Jesus is answering the accusations of the religious leaders - they are all hung up in the fact that he was from Galilee and that he could not possibly be of the line of David, so he could not be the Messiah.  They could not see the evidence of his divinity because they were so focused on the details of his lineage.  It is kind of like not seeing the trees for the forest.  To their accusations that he could neither be prophet or Messiah, he rebukes them with these words.  

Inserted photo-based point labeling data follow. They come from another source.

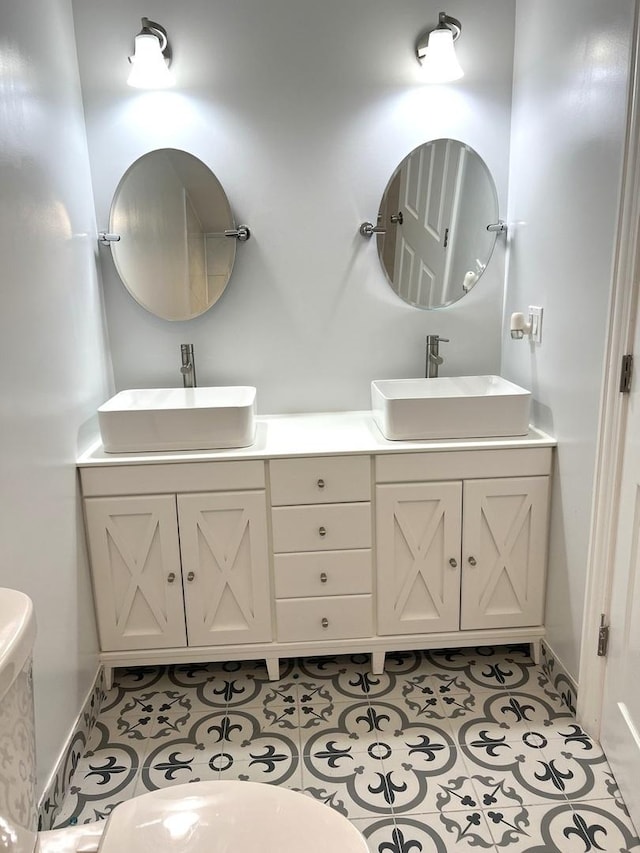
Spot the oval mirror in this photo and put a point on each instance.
(435, 212)
(170, 212)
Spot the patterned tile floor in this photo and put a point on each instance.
(446, 751)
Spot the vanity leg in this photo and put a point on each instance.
(377, 662)
(273, 668)
(536, 651)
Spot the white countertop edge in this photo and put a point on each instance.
(314, 434)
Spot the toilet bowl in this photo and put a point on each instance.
(198, 817)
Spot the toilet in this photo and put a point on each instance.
(198, 817)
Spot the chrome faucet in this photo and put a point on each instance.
(188, 368)
(434, 359)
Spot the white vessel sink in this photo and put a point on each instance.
(178, 419)
(449, 407)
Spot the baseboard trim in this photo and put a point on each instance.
(556, 672)
(61, 776)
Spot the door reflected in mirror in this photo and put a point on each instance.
(170, 212)
(435, 212)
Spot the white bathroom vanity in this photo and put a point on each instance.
(323, 537)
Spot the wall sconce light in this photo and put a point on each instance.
(151, 58)
(530, 325)
(436, 53)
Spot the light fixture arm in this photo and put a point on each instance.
(157, 30)
(445, 22)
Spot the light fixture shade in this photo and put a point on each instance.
(440, 62)
(149, 69)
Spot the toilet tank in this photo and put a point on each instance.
(18, 814)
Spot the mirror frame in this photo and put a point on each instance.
(427, 222)
(161, 202)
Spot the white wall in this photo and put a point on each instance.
(53, 369)
(303, 110)
(569, 113)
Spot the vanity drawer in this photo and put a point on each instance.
(322, 573)
(320, 479)
(335, 618)
(323, 527)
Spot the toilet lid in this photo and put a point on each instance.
(228, 817)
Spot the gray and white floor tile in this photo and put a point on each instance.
(446, 751)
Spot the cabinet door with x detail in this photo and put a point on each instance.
(223, 541)
(504, 552)
(418, 562)
(135, 566)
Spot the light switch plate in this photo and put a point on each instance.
(535, 313)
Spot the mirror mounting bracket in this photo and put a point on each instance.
(368, 229)
(241, 233)
(105, 238)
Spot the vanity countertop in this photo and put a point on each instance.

He reveals much in his answer to their arguments:
  • You are bound by the mundane - tied down by it.  It was like an anchor around their foot, holding them to one thing and not allowing them to see the bigger picture.  
  • You are living in terms of those things that you can see or touch - the natural.  In that very fact, they were placing themselves in a mindset to totally miss the supernatural in all Jesus said and did.
He reminds them  that his focus is not the here and now.  He has a bigger purpose in being on earth - it was the purpose of redemption.  What was beyond their horizons?  In this case, he refers to his Father in heaven.  He is reminding them that he does nothing that his father does not first direct him to do.  He is all about fulfilling the wishes of his father - accomplishing the work of salvation so that we can move from the mundane and the natural.

The goal of Jesus was to point us toward the connection with his father that he enjoys.  His hopes were that in making that connection, we'd move beyond the mundane in our lives.  In simple terms, the mundane is that which is of this earth.  When he challenges us to look beyond the mundane, he is challenging us to look toward the heavenly, the spiritual.  The mundane is both common and ordinary.  The simple change in focus from what can be seen and touched brings us to a place of experiencing the uncommon and the extraordinary.

We choose the "terms" by which we live.  We either remain earth-bound in our focus, or heaven-bound in our living.  The choice to not trust in what is natural - easy to interpret and experience through the senses - is what affords a shift from the mundane to the extraordinary.  Jesus was in connection with the one who chooses to operate in the realm of extraordinary - in the realm of possibility.

Sometimes, I make choices to settle for the mundane - in those choices, I often find myself thoroughly disappointed by what the natural and the ordinary have to offer.  The mundane may be the easiest - the quickest and the most readily available - but it is seldom the most rewarding.  We need to see the importance of the choices we make.  The truth is that we determine the outcome of the choices in the very moment we make the choice!